Um estudo de 2023 examinou os efeitos psicológicos de caminhar num parque ao ar livre enquanto olha para o telemóvel ou não. “De maneira geral, depois de dar um passeio, as pessoas sentem-se melhor e constatámos isso no grupo de caminhada sem telemóveis”, afirmou Elizabeth Broadbent, uma das autoras do estudo e professora de psicologia da saúde na Universidade de Auckland, na Nova Zelândia.

“Nos grupos que caminharam com o telemóvel, estes efeitos inverteram-se”, acrescentou. “Em vez de se sentirem mais positivas depois do passeio, as pessoas sentiam-se menos positivas, menos entusiasmadas, menos felizes, menos descontraídas.”

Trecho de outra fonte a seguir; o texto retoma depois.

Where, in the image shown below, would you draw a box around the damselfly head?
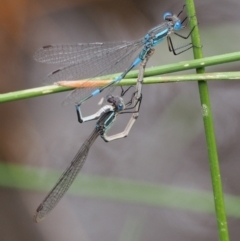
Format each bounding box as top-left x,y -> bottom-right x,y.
163,12 -> 182,30
107,95 -> 125,111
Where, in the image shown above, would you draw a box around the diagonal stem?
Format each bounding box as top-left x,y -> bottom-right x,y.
185,0 -> 229,241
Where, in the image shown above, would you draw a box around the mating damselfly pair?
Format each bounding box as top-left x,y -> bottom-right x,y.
34,4 -> 197,222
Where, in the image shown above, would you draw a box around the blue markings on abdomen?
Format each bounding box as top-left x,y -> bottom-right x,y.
132,57 -> 142,67
91,89 -> 100,96
153,28 -> 169,46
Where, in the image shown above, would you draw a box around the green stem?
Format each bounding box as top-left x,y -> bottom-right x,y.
0,52 -> 240,103
185,0 -> 229,241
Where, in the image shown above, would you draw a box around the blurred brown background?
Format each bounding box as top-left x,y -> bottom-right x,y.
0,0 -> 240,241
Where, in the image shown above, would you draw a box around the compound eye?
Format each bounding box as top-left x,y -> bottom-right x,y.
163,12 -> 172,20
107,95 -> 114,103
173,20 -> 182,30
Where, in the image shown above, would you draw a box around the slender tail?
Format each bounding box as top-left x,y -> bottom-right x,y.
34,128 -> 99,222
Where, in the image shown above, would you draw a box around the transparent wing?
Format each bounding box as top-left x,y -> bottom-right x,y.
33,41 -> 142,64
34,129 -> 99,222
62,40 -> 144,106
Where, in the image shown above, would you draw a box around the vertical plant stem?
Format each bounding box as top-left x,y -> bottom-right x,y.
185,0 -> 229,241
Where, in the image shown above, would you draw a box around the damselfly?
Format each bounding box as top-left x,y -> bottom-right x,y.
34,50 -> 153,222
34,6 -> 194,105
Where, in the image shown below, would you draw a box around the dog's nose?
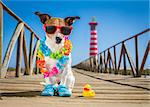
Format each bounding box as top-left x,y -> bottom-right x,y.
56,37 -> 62,44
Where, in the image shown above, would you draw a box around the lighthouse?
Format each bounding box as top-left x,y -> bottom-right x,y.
89,17 -> 98,57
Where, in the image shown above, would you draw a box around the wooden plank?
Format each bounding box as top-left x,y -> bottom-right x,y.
30,40 -> 40,75
0,1 -> 40,39
135,36 -> 141,77
23,34 -> 29,75
118,43 -> 124,70
0,4 -> 3,77
15,28 -> 24,77
123,44 -> 137,77
1,23 -> 24,78
140,40 -> 150,72
29,33 -> 34,74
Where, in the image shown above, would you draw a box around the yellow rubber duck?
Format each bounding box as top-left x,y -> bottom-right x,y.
82,84 -> 95,97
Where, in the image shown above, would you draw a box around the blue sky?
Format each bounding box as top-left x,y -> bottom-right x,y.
2,0 -> 149,66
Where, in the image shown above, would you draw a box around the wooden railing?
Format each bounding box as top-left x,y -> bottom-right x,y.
74,29 -> 150,77
0,1 -> 40,78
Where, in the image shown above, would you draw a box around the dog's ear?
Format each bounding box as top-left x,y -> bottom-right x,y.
35,12 -> 51,24
64,16 -> 80,26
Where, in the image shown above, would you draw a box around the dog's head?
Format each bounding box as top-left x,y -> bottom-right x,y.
35,12 -> 80,50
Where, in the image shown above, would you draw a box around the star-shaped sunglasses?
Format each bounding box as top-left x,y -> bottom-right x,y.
44,24 -> 73,35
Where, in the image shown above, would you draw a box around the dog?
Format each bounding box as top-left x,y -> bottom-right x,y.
35,12 -> 80,97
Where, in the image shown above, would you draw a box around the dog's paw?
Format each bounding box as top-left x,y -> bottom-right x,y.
41,84 -> 55,96
57,85 -> 72,97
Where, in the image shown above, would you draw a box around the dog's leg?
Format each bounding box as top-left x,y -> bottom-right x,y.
66,71 -> 75,92
61,55 -> 75,92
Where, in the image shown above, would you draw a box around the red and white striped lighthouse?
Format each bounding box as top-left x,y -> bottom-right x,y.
89,17 -> 98,57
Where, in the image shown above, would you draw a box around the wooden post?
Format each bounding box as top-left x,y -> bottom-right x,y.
16,28 -> 24,77
123,43 -> 127,75
35,57 -> 40,74
104,51 -> 107,73
135,36 -> 141,77
30,40 -> 40,75
114,46 -> 118,74
1,23 -> 24,78
0,3 -> 3,78
29,33 -> 34,72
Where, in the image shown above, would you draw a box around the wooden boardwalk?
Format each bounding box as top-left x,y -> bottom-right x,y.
0,69 -> 150,107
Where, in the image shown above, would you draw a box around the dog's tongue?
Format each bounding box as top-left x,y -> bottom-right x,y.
65,36 -> 68,40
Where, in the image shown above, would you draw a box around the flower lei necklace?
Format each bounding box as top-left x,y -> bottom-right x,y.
36,38 -> 72,78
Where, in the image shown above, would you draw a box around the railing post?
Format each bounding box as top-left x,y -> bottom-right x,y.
29,33 -> 34,72
123,42 -> 127,75
0,3 -> 3,78
104,51 -> 107,73
114,46 -> 118,74
16,28 -> 24,77
135,36 -> 141,77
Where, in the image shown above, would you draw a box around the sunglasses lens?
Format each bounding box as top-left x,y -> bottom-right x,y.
61,27 -> 71,35
46,26 -> 57,34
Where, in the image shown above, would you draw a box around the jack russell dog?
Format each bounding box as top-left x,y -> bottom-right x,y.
35,12 -> 80,97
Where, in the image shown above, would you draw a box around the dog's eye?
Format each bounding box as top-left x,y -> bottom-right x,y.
46,26 -> 57,34
61,27 -> 71,35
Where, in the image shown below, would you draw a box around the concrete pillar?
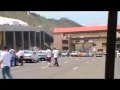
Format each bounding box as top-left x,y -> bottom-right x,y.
34,32 -> 36,46
21,31 -> 24,49
39,32 -> 42,49
13,31 -> 16,49
43,32 -> 45,49
28,32 -> 31,48
3,31 -> 6,46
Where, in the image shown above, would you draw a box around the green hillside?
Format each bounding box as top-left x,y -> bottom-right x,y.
0,11 -> 81,32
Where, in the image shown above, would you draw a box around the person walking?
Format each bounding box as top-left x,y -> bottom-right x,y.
53,48 -> 59,66
9,49 -> 15,67
0,46 -> 13,79
46,48 -> 52,67
17,49 -> 24,66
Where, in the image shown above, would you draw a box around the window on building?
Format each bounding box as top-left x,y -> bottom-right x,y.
62,40 -> 68,44
62,47 -> 68,50
102,43 -> 107,46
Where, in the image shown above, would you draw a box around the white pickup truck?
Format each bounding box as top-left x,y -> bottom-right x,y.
23,51 -> 39,62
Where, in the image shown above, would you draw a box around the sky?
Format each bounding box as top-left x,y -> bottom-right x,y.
31,11 -> 120,26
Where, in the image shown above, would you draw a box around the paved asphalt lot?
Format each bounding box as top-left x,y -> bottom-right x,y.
0,57 -> 120,79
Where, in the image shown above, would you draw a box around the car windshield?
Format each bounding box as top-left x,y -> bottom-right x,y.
24,51 -> 32,54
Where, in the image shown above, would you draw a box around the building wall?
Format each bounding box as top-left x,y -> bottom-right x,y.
54,31 -> 107,50
53,34 -> 62,49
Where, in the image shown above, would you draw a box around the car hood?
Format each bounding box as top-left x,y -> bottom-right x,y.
24,54 -> 32,56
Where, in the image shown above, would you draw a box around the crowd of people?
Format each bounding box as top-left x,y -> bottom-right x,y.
0,46 -> 59,79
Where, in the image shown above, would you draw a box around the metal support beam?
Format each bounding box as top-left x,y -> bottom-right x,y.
43,32 -> 45,49
105,11 -> 117,79
34,32 -> 36,46
3,31 -> 6,46
39,32 -> 42,49
28,32 -> 31,48
13,31 -> 16,50
21,31 -> 24,49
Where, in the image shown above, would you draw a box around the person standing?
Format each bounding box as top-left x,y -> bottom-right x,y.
53,48 -> 59,66
17,49 -> 24,66
9,49 -> 15,67
0,46 -> 13,79
46,49 -> 52,67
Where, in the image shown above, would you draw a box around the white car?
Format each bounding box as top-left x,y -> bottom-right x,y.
36,50 -> 46,61
23,51 -> 39,62
61,52 -> 68,57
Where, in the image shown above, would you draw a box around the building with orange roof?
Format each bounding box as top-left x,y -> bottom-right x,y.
53,25 -> 120,51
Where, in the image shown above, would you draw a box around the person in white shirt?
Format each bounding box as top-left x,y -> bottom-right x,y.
17,49 -> 24,66
46,49 -> 52,67
9,49 -> 15,67
53,48 -> 59,66
0,46 -> 12,79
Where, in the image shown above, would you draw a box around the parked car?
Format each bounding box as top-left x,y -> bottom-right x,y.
70,51 -> 80,57
61,51 -> 69,57
80,52 -> 88,57
23,51 -> 39,62
36,50 -> 46,61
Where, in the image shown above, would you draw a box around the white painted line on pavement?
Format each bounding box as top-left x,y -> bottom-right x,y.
41,66 -> 48,68
85,62 -> 89,63
73,67 -> 78,70
64,61 -> 69,63
41,61 -> 44,63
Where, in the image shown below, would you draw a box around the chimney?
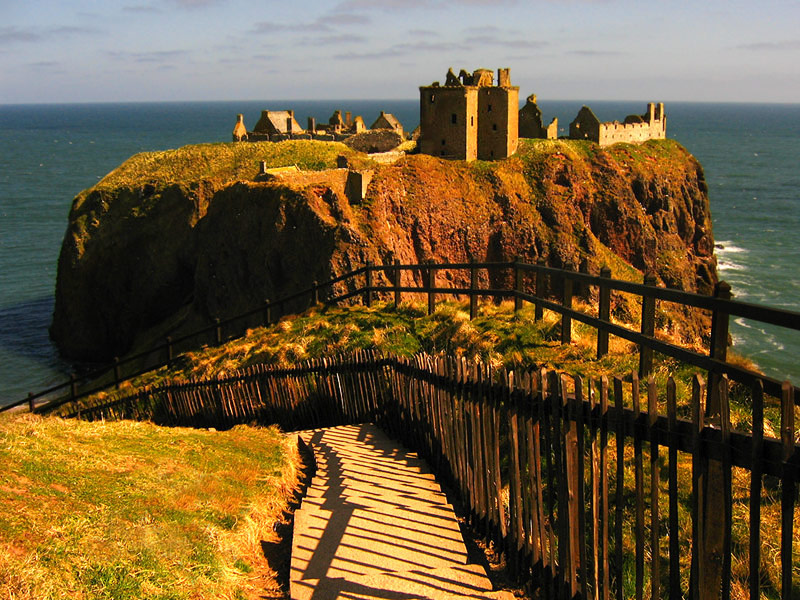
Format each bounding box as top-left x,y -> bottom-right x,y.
497,69 -> 511,87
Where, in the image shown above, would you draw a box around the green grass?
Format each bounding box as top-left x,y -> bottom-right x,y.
0,414 -> 297,600
90,140 -> 360,190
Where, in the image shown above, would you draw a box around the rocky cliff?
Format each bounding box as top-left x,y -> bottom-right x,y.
51,140 -> 716,360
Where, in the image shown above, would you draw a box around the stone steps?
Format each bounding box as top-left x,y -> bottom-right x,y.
290,425 -> 513,600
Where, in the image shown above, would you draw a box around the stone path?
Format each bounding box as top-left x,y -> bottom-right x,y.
290,425 -> 514,600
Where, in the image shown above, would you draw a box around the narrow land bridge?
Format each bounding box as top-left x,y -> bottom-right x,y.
290,425 -> 514,600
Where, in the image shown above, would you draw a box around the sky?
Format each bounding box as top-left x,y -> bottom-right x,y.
0,0 -> 800,104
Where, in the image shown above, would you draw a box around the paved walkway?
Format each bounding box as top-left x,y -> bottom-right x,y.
290,425 -> 514,600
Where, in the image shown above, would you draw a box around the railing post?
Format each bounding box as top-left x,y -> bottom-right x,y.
561,276 -> 572,344
114,356 -> 122,389
364,260 -> 372,306
533,258 -> 547,321
699,281 -> 731,598
639,272 -> 656,378
311,280 -> 319,306
264,298 -> 272,327
394,258 -> 400,306
706,281 -> 732,416
469,258 -> 478,321
597,265 -> 611,359
425,259 -> 436,315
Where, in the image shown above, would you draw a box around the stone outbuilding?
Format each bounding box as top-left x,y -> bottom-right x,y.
253,110 -> 303,135
419,69 -> 519,161
233,115 -> 247,142
569,102 -> 667,146
519,94 -> 558,140
370,111 -> 403,137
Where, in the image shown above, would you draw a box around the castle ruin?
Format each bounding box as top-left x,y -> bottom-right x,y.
233,110 -> 403,142
418,69 -> 519,160
569,102 -> 667,146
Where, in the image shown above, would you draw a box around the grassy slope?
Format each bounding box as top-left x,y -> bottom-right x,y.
0,414 -> 298,600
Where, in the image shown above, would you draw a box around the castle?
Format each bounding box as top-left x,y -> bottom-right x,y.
569,102 -> 667,146
233,69 -> 667,161
418,69 -> 519,160
233,110 -> 403,142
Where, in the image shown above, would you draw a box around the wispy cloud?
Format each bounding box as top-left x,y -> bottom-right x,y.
0,25 -> 102,45
110,50 -> 188,63
122,4 -> 161,14
0,27 -> 42,44
567,50 -> 627,56
736,40 -> 800,52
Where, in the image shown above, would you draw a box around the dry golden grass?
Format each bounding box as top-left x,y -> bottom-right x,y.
0,414 -> 299,600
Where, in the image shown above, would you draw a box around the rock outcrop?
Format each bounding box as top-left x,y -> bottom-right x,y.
51,140 -> 716,360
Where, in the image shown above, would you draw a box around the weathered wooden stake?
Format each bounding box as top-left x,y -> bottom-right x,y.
514,256 -> 523,312
597,265 -> 611,359
561,277 -> 572,344
639,273 -> 656,378
364,260 -> 372,306
469,258 -> 478,321
425,260 -> 436,315
394,258 -> 400,306
533,258 -> 547,321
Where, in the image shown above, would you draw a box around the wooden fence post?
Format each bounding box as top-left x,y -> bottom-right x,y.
114,356 -> 122,389
214,317 -> 222,346
425,260 -> 436,315
639,272 -> 656,378
311,279 -> 319,306
706,281 -> 732,416
561,277 -> 572,344
264,298 -> 272,327
533,258 -> 547,321
597,265 -> 611,359
364,260 -> 372,306
514,256 -> 523,312
469,258 -> 478,321
394,258 -> 400,306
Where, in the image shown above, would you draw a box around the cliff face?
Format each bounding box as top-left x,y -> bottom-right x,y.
51,140 -> 716,360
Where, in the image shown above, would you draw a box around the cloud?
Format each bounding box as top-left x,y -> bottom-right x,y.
334,42 -> 471,60
303,34 -> 367,46
122,4 -> 161,14
28,60 -> 61,69
0,27 -> 42,44
110,50 -> 187,63
0,25 -> 101,45
567,50 -> 627,56
736,40 -> 800,52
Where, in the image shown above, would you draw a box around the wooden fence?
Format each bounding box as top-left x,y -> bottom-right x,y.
51,352 -> 800,600
9,255 -> 800,412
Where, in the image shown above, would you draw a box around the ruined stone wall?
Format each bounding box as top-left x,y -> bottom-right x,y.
478,87 -> 519,160
419,86 -> 478,160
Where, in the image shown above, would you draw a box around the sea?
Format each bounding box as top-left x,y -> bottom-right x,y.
0,100 -> 800,406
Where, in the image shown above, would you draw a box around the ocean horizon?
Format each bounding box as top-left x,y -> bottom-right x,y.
0,99 -> 800,405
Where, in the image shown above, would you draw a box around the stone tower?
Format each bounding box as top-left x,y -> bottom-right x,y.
419,69 -> 519,161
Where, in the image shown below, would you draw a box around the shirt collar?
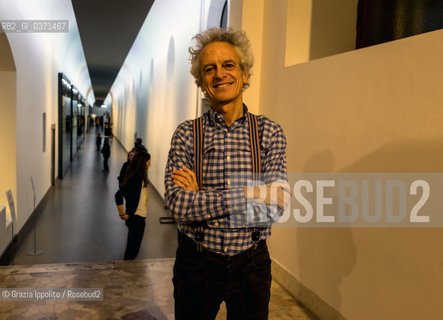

Ela e os coautores do seu estudo atribuíram estes efeitos negativos à falta de ligação do utilizador do telemóvel com o ambiente que o rodeia. “Agora é amplamente aceite que passar algum tempo a caminhar em espaços naturais é bom para o ânimo e saúde mental. Parece que, para obter estes benefícios, é importante que a sua atenção esteja virada para o ambiente e não para o seu telemóvel”, afirmou.

Os perigos da distração

A maioria de nós compreende que caminhar e utilizar o telemóvel pode ser arriscado. Em algumas cidades, como Honolulu (Havia), foram mesmo aprovadas leis para controlar os peões distraídos. Contudo, a investigação sobre esses perigos tem revelado algumas surpresas.

O trabalho de Giang analisou a relação entre “caminhar distraído com o telemóvel” e as visitas às urgências. Mediante a utilização de dados governamentais dos anos entre 2011 e 2019, ele e os seus colegas identificaram quase 30 mil lesões causadas por telemóveis. Apesar de muitos desses acidentes terem ocorrido em ruas e passeios, cerca de uma quarta parte aconteceu em casa. Tropeçar em alguma coisa ou cair nas escadas é um risco real, afirmou Giang.

O seu estudo concluiu que a idade é um dos principais fatores de risco para as lesões resultantes de caminhar com o telemóvel. Os jovens com idades compreendidas entre os 11 e os 20 anos registaram a maior percentagem de lesões, seguidos dos adultos com 20, 30 e 40 anos, talvez porque os jovens utilizam mais os telemóveis do que os mais velhos, afirmou.

Então, como é que se mantém em segurança? Se quiser consultar o seu telemóvel, Giang recomenda que pare por um momento, de preferência fora do caminho de outros peões.

Se caminhar e utilizar o seu dispositivo ao mesmo tempo, aconselha a não o fazer quando estiver perto de escadas, passadeiras e pavimentos instáveis ou irregulares – todos os locais onde, de acordo com a sua investigação, é mais provável que ocorram acidentes.

“Mesmo as pessoas atentas e conscientes magoam-se ao caminhar”, acrescentou. “Se se distrair com o telemóvel, está certamente a colocar-se em risco.”